Linn Meyers

linn meyers's most recent series of paintings continue her deep engagement with the power and presence of the individual mark, and invite the viewer to acknowledge the artist’s body as the laboring force behind these painstakingly rendered works. Made up of thousands of meticulously ordered hand-drawn lines and ecstatic arrangements of dots, meyers’s paintings point to diagrammatic visual languages outside the traditional scope of fine art such as topographical maps, cosmological charts, or psychological landscapes that seek an order or logic to chaotic phenomenon. And yet, a reminder that paintings archive the traces and actions of their maker, meyers’s paintings turn lines into drags, dots into touches, each one a record of the constellations of decisions, mistakes, tensions, and interventions that adhere to each mark. While meyers’s new body of work is not narrative in a traditional sense, these paintings hold together the monumental and microscopic forces and feelings that creation, labor, and daily experience all share and ask us as viewer to unfurl those layers in discordant simultaneity.

-- Dr. Jordan Amirkhani, Curator, Rivers Institute for Contemporary Art and Thought, New Orleans, LA

bio

linn meyers sees her work as an act of resistance to the ever-increasing speed and scale of the world in which we are living. She dedicates her practice to tenderness, and an unhurried, deliberate approach to image-making.

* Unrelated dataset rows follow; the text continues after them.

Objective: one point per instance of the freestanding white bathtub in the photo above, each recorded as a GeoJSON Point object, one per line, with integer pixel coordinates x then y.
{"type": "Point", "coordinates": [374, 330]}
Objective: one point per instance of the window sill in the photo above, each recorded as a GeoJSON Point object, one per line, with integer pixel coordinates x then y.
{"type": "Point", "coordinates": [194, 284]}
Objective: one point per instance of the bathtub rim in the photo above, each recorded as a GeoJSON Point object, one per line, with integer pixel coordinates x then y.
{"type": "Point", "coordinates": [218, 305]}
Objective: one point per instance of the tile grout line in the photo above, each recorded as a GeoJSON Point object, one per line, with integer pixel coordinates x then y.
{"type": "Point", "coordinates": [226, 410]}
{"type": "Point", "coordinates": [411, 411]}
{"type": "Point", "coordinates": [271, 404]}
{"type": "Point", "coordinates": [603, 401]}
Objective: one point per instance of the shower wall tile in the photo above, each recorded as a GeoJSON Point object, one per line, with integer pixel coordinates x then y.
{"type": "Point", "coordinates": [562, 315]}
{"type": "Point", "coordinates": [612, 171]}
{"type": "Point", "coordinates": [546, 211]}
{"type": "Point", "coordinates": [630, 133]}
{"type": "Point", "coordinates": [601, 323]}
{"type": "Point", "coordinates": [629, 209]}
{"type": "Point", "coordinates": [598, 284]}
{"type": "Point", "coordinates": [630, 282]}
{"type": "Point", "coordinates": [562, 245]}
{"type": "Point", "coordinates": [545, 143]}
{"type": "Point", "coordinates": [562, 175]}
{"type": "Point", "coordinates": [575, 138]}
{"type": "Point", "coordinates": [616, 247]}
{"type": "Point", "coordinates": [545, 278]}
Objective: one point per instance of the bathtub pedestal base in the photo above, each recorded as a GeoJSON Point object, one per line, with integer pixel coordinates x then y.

meyers makes paintings, drawings, prints, and large-scale, site-specific wall drawings. Systems of mark-making based on the grid – a structure that implies stability, organization, and uniformity – propel her compositions. The slippages and imperfection of her human touch inevitably challenge the order and predictability of the grid. 

meyers earned her BFA from Cooper Union and her MFA from California College of the Arts. Her works have been included in exhibitions and permanent collections in public and private venues including the Hirshhorn Museum and Sculpture Garden, National Gallery of Art, Smithsonian American Art Museum, Phillips Collection in Washington, DC, Hammer Museum, Los Angeles County Museum of Art, Drawing Center, Philadelphia Museum of Art, Baltimore Museum of Art, Tokyo Metropolitan Art Museum, Amore Pacific Museum of Art in South Korea, and the British Museum, London, among others.

meyers has received numerous awards and fellowships, including a Smithsonian Artist Research Fellowship, a Pollock-Krasner Foundation Award, the Anonymous Was a Woman Award, and several grants from the DC Commission on the Arts.  She has been Artist In Residence at The Hirshhorn Museum in Washington DC, The Bemis Center in Omaha NE, Millay Arts in Austerlitz, NY, The San Jose Institute of Contemporary Art, CA, Ballinglen Arts Foundation, Ireland, Hayama Residency in Japan, Iris Project in Los Angeles, Flying Horse Editions in FL, and The Tamarind Institute in Albuquerque, NM.

meyers currently divides her time between Washington, DC, and Los Angeles.